Recovery does not reverse claims that have already completed. If one heir has claimed before you send a recovery heartbeat, their tokens are already transferred. The heartbeat only stops future claims.

Known limitation: compromised wallet

Heirloom’s access control is keyed entirely to the vault owner’s wallet. If that wallet is compromised, an attacker can:
  • Send heartbeats — keeping the vault locked and assets inaccessible to heirs indefinitely.
  • Call emergency-withdraw — returning all assets to the compromised address.
This is inherent to any wallet-based system and is not unique to Heirloom. It is not a contract vulnerability — the contract behaves exactly as designed. The attack surface is the owner’s key security, not the contract logic.
A compromised owner wallet cannot be mitigated by the guardian. The guardian can only extend the grace period — it cannot freeze heartbeats or block emergency withdrawals.

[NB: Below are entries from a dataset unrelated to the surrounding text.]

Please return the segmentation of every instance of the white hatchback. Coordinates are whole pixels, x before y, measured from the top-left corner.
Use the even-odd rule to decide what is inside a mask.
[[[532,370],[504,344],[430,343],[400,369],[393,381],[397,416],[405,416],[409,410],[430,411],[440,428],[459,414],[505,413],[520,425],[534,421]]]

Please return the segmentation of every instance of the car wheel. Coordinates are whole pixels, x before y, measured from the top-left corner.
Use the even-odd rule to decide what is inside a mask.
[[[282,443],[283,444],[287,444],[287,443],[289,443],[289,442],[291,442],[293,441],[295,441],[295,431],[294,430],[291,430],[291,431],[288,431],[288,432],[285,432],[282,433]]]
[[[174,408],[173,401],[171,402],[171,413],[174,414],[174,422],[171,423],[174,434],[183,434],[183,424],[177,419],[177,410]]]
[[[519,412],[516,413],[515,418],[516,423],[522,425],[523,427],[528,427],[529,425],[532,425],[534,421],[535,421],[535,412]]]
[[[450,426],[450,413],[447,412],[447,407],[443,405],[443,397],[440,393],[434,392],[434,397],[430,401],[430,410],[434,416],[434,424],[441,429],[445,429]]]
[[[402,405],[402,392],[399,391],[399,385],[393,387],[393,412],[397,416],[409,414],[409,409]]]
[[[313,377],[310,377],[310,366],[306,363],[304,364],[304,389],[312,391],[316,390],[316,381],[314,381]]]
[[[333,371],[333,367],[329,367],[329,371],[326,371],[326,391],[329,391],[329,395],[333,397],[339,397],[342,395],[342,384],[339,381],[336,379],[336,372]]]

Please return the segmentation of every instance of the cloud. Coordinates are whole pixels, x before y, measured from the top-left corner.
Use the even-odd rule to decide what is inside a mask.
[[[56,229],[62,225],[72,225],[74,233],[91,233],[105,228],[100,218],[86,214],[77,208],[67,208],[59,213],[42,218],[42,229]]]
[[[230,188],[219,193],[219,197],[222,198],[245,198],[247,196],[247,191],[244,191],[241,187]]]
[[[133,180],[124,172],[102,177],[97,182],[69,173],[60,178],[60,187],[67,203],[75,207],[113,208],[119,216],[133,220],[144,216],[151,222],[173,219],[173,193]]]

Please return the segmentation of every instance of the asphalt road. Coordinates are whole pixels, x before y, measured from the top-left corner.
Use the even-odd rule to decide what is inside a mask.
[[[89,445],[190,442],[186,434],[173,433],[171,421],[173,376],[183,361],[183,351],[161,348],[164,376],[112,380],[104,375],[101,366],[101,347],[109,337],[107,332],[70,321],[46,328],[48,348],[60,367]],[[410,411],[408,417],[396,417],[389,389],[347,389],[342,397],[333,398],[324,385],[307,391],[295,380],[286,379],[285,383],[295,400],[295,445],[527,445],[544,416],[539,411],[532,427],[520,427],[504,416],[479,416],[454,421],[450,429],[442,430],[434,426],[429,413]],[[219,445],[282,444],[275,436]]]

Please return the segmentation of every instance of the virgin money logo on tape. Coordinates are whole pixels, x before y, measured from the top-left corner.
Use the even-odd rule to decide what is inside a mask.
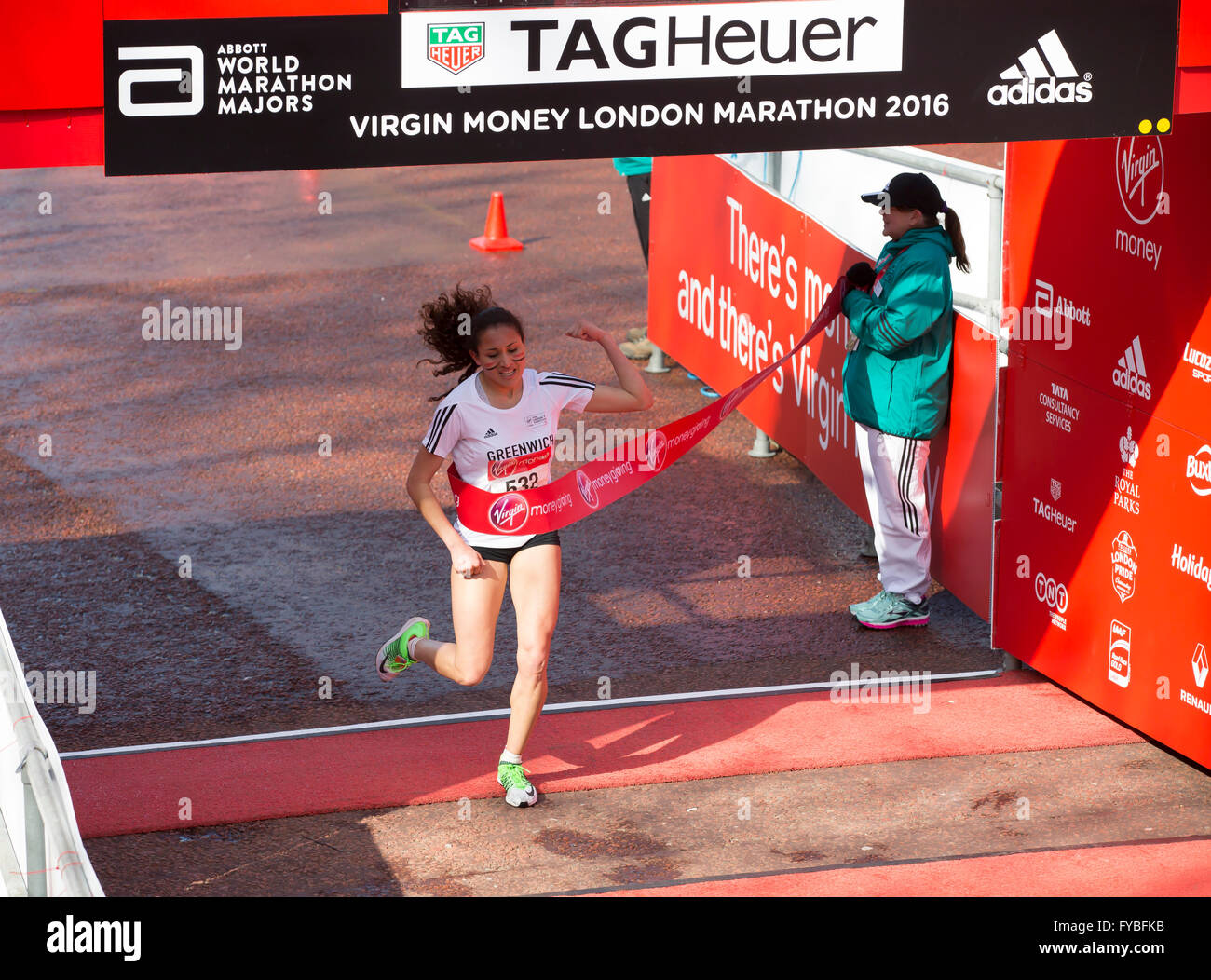
[[[1110,670],[1109,680],[1119,687],[1131,682],[1131,627],[1117,619],[1110,620]]]
[[[1114,177],[1119,200],[1136,224],[1148,224],[1165,204],[1165,154],[1155,136],[1114,142]]]
[[[1211,494],[1211,446],[1203,446],[1186,457],[1186,478],[1199,497]]]
[[[665,465],[665,459],[668,454],[668,440],[664,432],[659,429],[648,436],[648,447],[645,451],[645,457],[648,460],[649,470],[659,470]]]
[[[1119,602],[1126,602],[1135,595],[1135,577],[1140,571],[1140,552],[1135,541],[1125,531],[1114,537],[1110,545],[1110,584],[1118,594]]]
[[[1092,78],[1084,78],[1056,31],[1049,30],[1000,73],[988,90],[992,105],[1073,105],[1094,98]]]
[[[483,24],[426,24],[429,61],[457,75],[483,57]]]
[[[529,517],[529,504],[520,493],[506,493],[498,497],[488,508],[488,521],[501,534],[512,534],[521,529]]]
[[[580,491],[581,499],[596,510],[601,500],[597,497],[597,491],[593,488],[593,481],[585,475],[584,470],[576,470],[576,489]]]
[[[902,0],[655,4],[501,10],[474,23],[400,15],[401,85],[584,81],[900,71]],[[480,21],[478,17],[483,19]],[[490,53],[484,38],[492,36]]]

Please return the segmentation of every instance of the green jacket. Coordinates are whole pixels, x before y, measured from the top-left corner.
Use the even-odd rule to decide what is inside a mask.
[[[854,422],[905,439],[930,439],[951,402],[954,245],[941,225],[913,228],[883,246],[879,296],[850,290],[842,309],[859,339],[843,368]]]

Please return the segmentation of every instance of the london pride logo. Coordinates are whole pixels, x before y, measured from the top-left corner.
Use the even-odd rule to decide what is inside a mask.
[[[488,521],[505,534],[517,531],[529,517],[529,504],[520,493],[506,493],[493,500],[488,508]]]
[[[483,24],[427,24],[429,61],[457,75],[483,57]]]

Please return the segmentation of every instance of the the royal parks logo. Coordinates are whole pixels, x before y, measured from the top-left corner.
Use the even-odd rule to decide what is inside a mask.
[[[457,75],[483,57],[483,24],[429,24],[429,61]]]

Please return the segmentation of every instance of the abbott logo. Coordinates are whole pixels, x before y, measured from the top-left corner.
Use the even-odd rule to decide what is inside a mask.
[[[202,50],[195,45],[150,45],[120,47],[117,59],[162,61],[177,58],[189,62],[183,68],[128,68],[117,76],[117,108],[124,116],[191,116],[202,111]],[[133,102],[131,90],[150,82],[176,82],[189,93],[189,102]]]

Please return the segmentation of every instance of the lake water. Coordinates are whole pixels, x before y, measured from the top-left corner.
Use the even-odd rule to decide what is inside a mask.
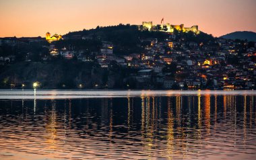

No admin keys, no upgrades, no proxy contracts

Once heirloom-vault.clar is deployed, no one — including the original deployer — can:
  • Modify the contract code.
  • Pause or freeze the contract.
  • Access vault funds belonging to any user.
  • Change configuration parameters for existing vaults.
Stacks does not provide an upgrade mechanism for deployed contracts. Each new contract version is an independent deployment with a new name (e.g., heirloom-vault-v11). Existing vaults on the previous version continue to operate unchanged.

What’s auditable

Because Clarity is interpreted and its source is published on-chain, the full contract is auditable by anyone:
  • Read the contract source on the Stacks Explorer by searching for STZJWVYSKRYV1XBGS8BZ4F81E32RHBREQSE5WAJM.heirloom-vault-v10.
  • All vault state (balances, heir lists, last heartbeat, claim status) is publicly readable via the contract’s read-only functions.
  • All state transitions are recorded as on-chain transactions, settled with Bitcoin finality.

Recommendations for users

Use a hardware wallet

Store your vault owner key on a hardware wallet (Ledger, Trezor) where possible. This is the strongest protection against wallet compromise.

Designate a guardian

Set a trusted guardian address when creating your vault. The guardian’s 30-day pause bonus provides a meaningful buffer if your family needs extra time to respond.

Test your heartbeat process

Before depositing significant funds, test the full heartbeat workflow — create a vault, let the timer run down, and confirm you can send a heartbeat from your wallet.

Set a realistic heartbeat interval

Choose an interval that matches your actual activity patterns. An interval that is too short risks accidental expiry; an interval that is too long reduces responsiveness to genuine incapacitation.